UNITED NATIONS - By secret ballot, the General Assembly has elected by a narrow margin of four votes Fiji's UN Ambassador Peter Thomson as President of its seventy-first session, and he promised to make climate change his priority.

Thomson defeated Andreas Mavroyiannis of Cyprus, by a vote of 94 to 90, with 1 abstention. He will begin his one-year term in September, when Denmark's Mogens Lykketoft, the current president, ends his tenure.

The election of the 193-member Assembly President traditionally follows the system of geographical rotation, with respective regional groups, in this case Asia-Pacific States, putting forward a consensus candidate each year. If a group cannot reach consensus on a single nominee, the door is open for a rare secret-ballot vote.  The last time it occurred was in 2012, when the Eastern European States nominated two candidates. The timing of Thomson's election means he will oversee the process of searching for a new UN Secretary General to replace Ban Ki-moon, who is set to finish his second five-year term at the end of the year. Lykketoft, the current president of the assembly, has tried to make the method of choosing a new Secretary General more transparent, with candidates facing question-and-answer sessions in public.

Thomson is the first assembly president to come from the Pacific island states. "It's a great moment for the Pacific islands," Thomson told the General Assembly. "We bring special perspectives on climate change and on oceans issues. You can expect me to be vocal on these issues."

Fiji was the first country to ratify the Paris climate deal on global warming. Following his election, Thomson thanked Mavroyiannis for a fair contest.

He said the universal “high purpose” of the seventy-first session would be momentum on the 2030 Agenda for Sustainable Development and achieving progress on all 17 Goals, he said. That would require transforming systems and overcoming intellectual barriers, and without its implementation, the future would be in jeopardy.

Meanwhile, in a surprise development, Israel on Monday was elected as chairman of UN General Assembly's Legal Committee, the first time that the Jewish state will head one of the Assembly's six committees since joining the world body in 1949.

The Palestinians and Arab nations denounced Israel's election which came from a secret ballot in the Assembly.

The Legal Committee, or Sixth Committee, oversees issues related to international law. The General Assembly has six standing committees that report to it, on: disarmament, economic and financial issues, social and humanitarian matters, decolonization, the UN budget, and legal issues.  Israel was a candidate for the regional Western European and Others Group (WEOG) and received 109 out of 175 valid votes cast in the 193-nation assembly, with 23 abstentions and 14 invalid ballots.
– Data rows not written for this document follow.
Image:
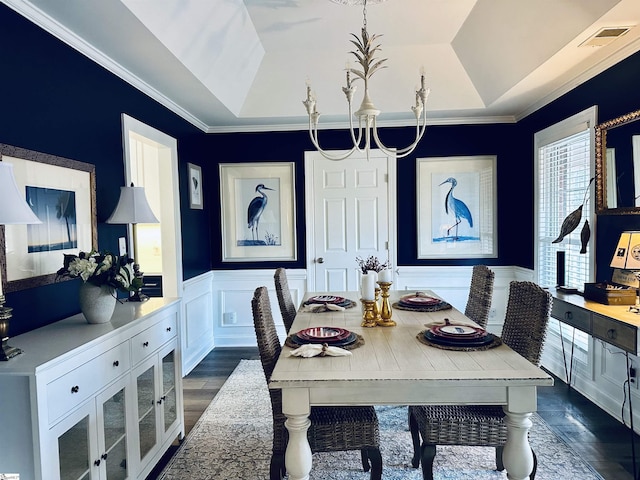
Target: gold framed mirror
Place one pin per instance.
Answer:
(618, 165)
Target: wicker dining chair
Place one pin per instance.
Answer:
(332, 428)
(287, 308)
(480, 295)
(524, 330)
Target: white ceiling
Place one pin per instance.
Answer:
(234, 65)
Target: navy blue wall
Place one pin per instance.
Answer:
(615, 92)
(58, 102)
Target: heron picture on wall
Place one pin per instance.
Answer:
(453, 222)
(263, 223)
(456, 207)
(258, 211)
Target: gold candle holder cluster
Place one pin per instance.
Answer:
(376, 313)
(385, 309)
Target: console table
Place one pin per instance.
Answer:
(93, 401)
(614, 324)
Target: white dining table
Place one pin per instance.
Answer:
(393, 367)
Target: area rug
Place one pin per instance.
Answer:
(232, 439)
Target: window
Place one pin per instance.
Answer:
(564, 157)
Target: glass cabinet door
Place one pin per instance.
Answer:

Sweden was runner-up with 10 votes. "This is a historic achievement for Israel," said Israel's UN Ambassador Danny Danon. "I am very proud to be the first Israeli to serve as the chairman of a committee."
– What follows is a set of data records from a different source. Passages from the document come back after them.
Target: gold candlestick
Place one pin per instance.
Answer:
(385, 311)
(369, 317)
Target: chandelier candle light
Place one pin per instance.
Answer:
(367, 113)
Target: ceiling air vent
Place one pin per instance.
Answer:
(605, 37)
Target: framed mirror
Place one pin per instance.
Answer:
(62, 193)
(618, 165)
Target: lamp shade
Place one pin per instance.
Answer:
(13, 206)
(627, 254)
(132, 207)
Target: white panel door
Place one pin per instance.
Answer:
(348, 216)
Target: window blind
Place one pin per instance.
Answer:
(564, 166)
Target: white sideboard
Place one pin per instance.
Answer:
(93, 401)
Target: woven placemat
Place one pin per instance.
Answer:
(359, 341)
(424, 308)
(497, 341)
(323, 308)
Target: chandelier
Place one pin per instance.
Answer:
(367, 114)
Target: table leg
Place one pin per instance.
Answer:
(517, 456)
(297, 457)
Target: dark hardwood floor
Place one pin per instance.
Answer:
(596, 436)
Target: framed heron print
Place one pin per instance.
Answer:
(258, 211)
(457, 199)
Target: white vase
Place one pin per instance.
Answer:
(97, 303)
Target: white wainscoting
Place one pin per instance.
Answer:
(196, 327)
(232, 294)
Pakistan's Bilal Ahmad, a counsellor at the Pakistani Mission to the UN, was elected, by acclamation, one of three vice-chairmen of the Legal Committee.
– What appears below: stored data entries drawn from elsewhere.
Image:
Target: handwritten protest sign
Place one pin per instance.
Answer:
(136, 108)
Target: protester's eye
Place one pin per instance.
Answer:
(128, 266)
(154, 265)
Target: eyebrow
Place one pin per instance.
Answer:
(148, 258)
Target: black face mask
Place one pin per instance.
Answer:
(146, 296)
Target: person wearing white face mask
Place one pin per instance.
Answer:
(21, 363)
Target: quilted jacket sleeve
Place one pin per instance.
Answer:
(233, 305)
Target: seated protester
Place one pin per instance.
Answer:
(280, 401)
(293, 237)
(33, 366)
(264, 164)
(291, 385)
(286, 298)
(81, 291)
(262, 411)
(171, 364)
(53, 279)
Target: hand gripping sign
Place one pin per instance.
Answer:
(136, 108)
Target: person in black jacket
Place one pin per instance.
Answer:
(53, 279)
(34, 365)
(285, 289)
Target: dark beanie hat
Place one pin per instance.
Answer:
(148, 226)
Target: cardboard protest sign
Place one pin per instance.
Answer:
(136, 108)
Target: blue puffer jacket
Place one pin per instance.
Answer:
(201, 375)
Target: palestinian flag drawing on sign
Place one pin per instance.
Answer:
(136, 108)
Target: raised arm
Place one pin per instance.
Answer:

Before the General Assembly's action, three representatives rejected Israel’s nomination by the Western European and other States and requested a vote by secret ballot.  The representative of Yemen asked that the Assembly take note of his delegation’s 9 June letter to the Committee, sent in his capacity as Chair of the Arab Group, whereby he indicated his Government had rejected the candidacy of Israel for the position of Chair and requested a vote by secret ballot.

The representative of Syria also took the floor, saying that Israel was an occupying force, which contradicted the United Nations Charter, and had continued to occupy Arab territories while it flouted many General Assembly and Security Council resolutions.

The representative of Kuwait, speaking on behalf of the Organisation of Islamic Cooperation, rejected the candidacy of Israel, which he said was an inappropriate choice to act as Chair of a committee that was specifically related to international law, of which it was in flagrant contempt.

Delegates made general statements about the secret ballot. The representative of Yemen, speaking again on behalf of the Arab Group, said Israel violated the United Nations Charter, international laws and United Nations resolutions. Israel had considered itself to be “above the law”. He regretted to say that there had been no alternative candidate and reaffirmed the Group’s rejection of Israel’s nomination.

The representative of Iran said Israel had violated international law, humanitarian law and many United Nations resolutions and had denied those actions, rejecting calls made by the international community. The decision to elect Danon of Israel undermined the credibility of the United Nations.

But the representative of the United States congratulated Danon on his election. Israel was rarely treated like any other country at the United Nations, he said, noting that votes had been called when that State had been nominated in the past.

Afterwards, the chief Palestinian delegate at the United Nations, Riyad Mansour, complained about the results of the election, saying Arab and Muslim countries had tried to prevent an Israeli victory.

Speaking to reporters, Mansour described Israel as "the biggest violator of international law" and predicted that Danon's election was "threatening the work of the Sixth Committee."

He said the Arab League and 57 member states of the Organization of Islamic Cooperation had opposed Israel's election.